I would like to suggest that Jonathan’s “Missing the point over grammar schools” below, itself misses the point. I am as in favour of grammar schools as anyone. But I do not think Cameron’s decision is any more than another piece of political pragmatism (read my comment on Jonathan’s piece for the rationale.)
I agree the new Tory policy does nothing significant for education. But I suspect Jonathan’s policy prescription – compromise vis-a-vis properly voluntary schooling it may be, is doomed. Introducing vouchers now would be worthless and the Tories are sensible, therefore, not to tie themselves to that. Not least they would risk discrediting vouchers: vouchers could be a move in the right direction, but not yet.

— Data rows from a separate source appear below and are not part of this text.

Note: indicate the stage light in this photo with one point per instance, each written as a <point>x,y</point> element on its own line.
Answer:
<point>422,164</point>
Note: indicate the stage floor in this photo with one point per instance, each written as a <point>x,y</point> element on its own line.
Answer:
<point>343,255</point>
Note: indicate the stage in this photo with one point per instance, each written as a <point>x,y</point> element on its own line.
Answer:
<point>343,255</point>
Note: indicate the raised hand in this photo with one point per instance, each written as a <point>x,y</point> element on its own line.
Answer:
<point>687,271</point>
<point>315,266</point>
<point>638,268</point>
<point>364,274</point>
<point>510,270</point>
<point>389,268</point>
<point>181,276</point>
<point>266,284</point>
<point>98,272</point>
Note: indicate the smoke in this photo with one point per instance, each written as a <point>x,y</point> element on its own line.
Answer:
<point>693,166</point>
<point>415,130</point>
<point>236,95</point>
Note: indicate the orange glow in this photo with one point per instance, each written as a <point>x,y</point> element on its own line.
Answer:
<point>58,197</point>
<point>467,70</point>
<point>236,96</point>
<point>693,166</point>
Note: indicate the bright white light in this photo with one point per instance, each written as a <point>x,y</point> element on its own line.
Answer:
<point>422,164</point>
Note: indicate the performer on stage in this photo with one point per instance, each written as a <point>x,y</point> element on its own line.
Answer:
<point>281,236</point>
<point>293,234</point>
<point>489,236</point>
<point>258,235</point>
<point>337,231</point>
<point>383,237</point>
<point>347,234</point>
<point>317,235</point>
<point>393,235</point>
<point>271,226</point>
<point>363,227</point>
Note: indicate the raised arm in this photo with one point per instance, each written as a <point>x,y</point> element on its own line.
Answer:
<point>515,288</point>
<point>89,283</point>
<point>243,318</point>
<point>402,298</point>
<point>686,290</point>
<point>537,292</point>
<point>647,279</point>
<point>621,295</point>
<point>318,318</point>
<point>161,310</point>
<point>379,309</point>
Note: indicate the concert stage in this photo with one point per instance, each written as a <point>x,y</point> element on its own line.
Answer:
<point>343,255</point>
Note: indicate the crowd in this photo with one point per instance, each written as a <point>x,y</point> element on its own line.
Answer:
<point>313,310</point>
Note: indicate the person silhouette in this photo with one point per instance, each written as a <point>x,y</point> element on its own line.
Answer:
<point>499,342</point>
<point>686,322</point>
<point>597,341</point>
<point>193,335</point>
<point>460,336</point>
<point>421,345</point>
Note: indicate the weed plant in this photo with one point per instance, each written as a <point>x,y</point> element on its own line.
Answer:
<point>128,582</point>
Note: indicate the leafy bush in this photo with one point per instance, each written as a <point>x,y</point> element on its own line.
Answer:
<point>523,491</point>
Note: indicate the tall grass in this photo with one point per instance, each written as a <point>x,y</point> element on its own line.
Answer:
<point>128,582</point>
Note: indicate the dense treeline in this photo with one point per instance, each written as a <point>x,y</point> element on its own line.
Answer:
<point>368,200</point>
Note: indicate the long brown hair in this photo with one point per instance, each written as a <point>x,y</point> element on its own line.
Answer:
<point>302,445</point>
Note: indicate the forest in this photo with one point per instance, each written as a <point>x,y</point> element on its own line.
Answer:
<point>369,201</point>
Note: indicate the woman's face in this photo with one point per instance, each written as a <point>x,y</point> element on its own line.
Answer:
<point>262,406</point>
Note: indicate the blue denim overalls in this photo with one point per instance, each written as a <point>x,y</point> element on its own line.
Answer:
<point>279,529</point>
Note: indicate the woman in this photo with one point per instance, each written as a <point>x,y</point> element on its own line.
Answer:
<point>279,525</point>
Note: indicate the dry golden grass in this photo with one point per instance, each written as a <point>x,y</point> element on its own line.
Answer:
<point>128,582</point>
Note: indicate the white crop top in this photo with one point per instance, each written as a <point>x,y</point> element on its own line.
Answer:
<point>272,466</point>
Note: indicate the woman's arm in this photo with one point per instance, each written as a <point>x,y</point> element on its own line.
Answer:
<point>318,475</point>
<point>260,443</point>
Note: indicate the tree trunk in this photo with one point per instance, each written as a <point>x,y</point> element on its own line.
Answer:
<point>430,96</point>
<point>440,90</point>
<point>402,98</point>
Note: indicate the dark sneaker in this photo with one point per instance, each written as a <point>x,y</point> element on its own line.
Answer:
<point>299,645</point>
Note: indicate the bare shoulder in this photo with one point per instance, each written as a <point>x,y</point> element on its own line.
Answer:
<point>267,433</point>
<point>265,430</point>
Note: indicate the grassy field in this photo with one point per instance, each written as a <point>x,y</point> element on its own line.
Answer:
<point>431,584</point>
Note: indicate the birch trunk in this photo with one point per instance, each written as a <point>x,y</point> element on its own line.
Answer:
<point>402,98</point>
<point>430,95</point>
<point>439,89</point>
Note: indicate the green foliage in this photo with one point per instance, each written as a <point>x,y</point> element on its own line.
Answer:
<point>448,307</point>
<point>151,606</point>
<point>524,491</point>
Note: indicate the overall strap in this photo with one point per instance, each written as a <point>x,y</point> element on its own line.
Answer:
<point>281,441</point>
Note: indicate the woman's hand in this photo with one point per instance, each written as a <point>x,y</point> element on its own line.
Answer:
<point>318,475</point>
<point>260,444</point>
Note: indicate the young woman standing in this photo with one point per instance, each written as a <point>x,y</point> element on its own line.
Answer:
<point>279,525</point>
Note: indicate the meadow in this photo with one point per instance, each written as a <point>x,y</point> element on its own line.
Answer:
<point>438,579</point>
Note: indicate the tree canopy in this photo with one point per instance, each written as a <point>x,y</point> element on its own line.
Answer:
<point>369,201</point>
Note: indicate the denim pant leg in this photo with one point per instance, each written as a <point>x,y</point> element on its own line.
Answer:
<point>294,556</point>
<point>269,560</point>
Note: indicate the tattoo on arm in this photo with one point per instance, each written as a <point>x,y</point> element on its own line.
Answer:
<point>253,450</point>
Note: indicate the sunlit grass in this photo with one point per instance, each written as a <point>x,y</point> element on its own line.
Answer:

This is why. Here is a sensible lefty, Jenni Russell, reporting in the Guardian’s bloggish Comment is Free:
[A] father with an 18 year-old daughter at one of London’s famous public schools is shocked by her fear of anything beyond her narrow syllabus. She pleads with him not to tell her anything he knows about history or classics or literature, because she understands by now that knowing anything beyond the points on the examiners’ mark schemes will jeopardise her chances of getting top grades. She has learned that education is not about discovery, but the dutiful repetition of precisely what you have been told.
However good the school, however motivated the pupil, there is no choice to be had. There is a chemin-de-fer, directions predetermined, signals to be passed at the prescribed speed. No entry to university at 16, Mr Brown. No ignoring unutterably tedious and repetitious schoolwork and passing the exams at the end on the basis of your own reading. Step off the lockstep elevator once, and you are out for ever. (Mr Fry, the University regrets that we require a clean Criminal Records Bureau certificate.)
All Britain’s education is under the supervision of a suffocating bureaucracy, that serves itself and its conception of proper development. There is small choice in rotten apples; the sadly pocked sharecrop goes to uniform damp barrells.
Who is to blame? The conservative defenders of both grammar schools and ‘family values’, that is who; and the utilitarian industrialists who now complain workers can’t read or count. It was they who sought to save the population from indoctrination by radical Local Education Authorities, so delivered the entire population into the hands of pseudo-progressive educationalists by creating the National Curriculum; they who worried that universities could not be trusted to set sufficiently ‘practical’ exams, and did the same with syllabuses.
My modest proposal for English education:
Scrap the National Curriculum. Do not replace it. Scrap league tables and DoE “Key stage” testing. Do not replace them. Scrap rules on school admissions and allow schools to exclude or expel pupils as they choose. Scrap the QCA. Do not replace it. Scrap the Teacher Registration Regulations. Do not replace them. Scrap the office of the Access Regulator. Do not replace him. Wait five years, continuing to run and fund schools otherwise the same, which means a mix of Local Authority, central government, voluntary aided, and private schools. Only then, when people have got used to making their own decisions again, consider vouchers.